TEATRO LIBERO PALERMO

da Le Troiane di Euripide

MARTEDÌ 23 LUGLIO ORE 21.30 PIAZZA SAN MATTEO

di Manlio Marinelli

con Stefania Blandeburgo Giulia Rupi Silvia Scuderi

scena e costumi Lia Chiappara luci Fiorenza Dado Gabriele Circo

regia Lia Chiappara

Attorno al Mediterraneo, da millenni, navigano racconti e storie che viaggiano sulla bocca di uomini e di donne che attraversano il mare nostro. Da millenni sempre le stesse storie, gli stessi racconti, tanto veri ed estremi da diventare miti. Tra questi il mito delle donne troiane che rivivono oggi, davanti a noi, struggenti ed umane: donne perseguitate da una guerra feroce, schiave della ringhiosa rabbia degli uomini. In attesa di una nave che le porti verso un mondo migliore, vivono per noi la loro commedia umana, fanno i conti con la loro fragilità e la loro forza. Ecuba, Andromaca, Cassandra, i personaggi richiamati in vita in questa scrittura, si presentano in tutta la loro umanità e concretezza, e mostrano le loro fragilità, la loro vicinanza a noi. Si rinnova il mitema de “Le Troiane” alludendo a vicende nostre contemporanee, pur restando sempre nel dominio dell’universale. La storia che raccontiamo, che succeda oggi o tremila anni fa, non può che succedere adesso. Nella scrittura il comico e il tragico si mescolano con repentini travasi tra di loro, servendosi di una lingua in cui il parlato colloquiale si smarrisce nella poesia.
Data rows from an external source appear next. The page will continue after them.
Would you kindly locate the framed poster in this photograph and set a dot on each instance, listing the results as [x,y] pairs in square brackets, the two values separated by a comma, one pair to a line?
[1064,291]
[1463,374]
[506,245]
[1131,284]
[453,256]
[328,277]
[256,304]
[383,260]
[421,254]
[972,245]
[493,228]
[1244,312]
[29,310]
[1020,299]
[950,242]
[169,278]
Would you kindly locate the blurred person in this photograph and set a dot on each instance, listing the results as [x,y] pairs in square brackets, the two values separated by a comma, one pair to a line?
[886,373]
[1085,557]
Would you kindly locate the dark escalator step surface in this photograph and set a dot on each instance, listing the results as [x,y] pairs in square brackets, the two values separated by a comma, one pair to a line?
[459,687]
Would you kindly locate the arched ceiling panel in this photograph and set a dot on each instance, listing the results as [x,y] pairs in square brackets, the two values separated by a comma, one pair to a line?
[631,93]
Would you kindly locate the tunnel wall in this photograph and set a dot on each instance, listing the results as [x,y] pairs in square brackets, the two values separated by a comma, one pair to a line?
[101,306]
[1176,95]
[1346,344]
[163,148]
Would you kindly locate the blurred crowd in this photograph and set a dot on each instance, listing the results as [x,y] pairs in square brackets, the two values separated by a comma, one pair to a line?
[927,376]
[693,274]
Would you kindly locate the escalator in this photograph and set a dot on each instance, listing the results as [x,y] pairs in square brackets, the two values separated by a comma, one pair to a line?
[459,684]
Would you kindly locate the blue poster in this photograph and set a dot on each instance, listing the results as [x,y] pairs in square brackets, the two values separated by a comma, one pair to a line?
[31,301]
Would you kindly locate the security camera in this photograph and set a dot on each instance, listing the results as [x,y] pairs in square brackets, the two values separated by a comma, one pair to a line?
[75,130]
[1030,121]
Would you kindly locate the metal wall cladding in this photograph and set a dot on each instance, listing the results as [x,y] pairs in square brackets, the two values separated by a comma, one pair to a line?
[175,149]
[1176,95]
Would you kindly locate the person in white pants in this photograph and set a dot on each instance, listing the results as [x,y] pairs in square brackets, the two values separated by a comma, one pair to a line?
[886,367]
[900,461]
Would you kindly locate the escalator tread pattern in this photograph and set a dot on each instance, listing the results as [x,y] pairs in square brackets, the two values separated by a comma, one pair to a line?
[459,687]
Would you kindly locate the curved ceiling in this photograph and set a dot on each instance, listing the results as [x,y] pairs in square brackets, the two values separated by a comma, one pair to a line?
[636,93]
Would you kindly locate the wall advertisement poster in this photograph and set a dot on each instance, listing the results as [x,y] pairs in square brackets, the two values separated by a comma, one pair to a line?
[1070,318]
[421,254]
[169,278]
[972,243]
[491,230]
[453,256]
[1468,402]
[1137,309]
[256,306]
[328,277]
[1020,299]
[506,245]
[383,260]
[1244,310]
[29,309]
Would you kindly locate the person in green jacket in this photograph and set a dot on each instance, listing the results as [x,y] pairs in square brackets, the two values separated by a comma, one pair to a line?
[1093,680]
Manlio Marinelli, dal 1999 drammaturgo residente presso il Teatro Libero di Palermo, Stabile d’Innovazione della Sicilia. Trasferitosi a Torino collabora con la cattedra di Storia del Teatro. Lia Chiappara: “I lavori di Manlio sono presentati in molti teatri nel settentrione d’Italia, ma è rimasto legato al Teatro Libero di Palermo”. Vincitore di diversi premi teatrali: Premio Fersen, Milano Teatro dal Verme (II ed. 2005), Premio Forio fast fest, Ischia (I ed. 2006).

Teatro Libero, Centro di Produzione Teatrale della Sicilia, fondato nel 1968 da Beno Mazzone, è un luogo aperto, dove la pratica del teatro ha una teoria e una recitazione. Ha una propria officina, dove vengono creati spettacoli per adulti e bambini a partire sia da opere contemporanee che da opere classiche sotto la direzione di Beno Mazzone e Lia Chiappara.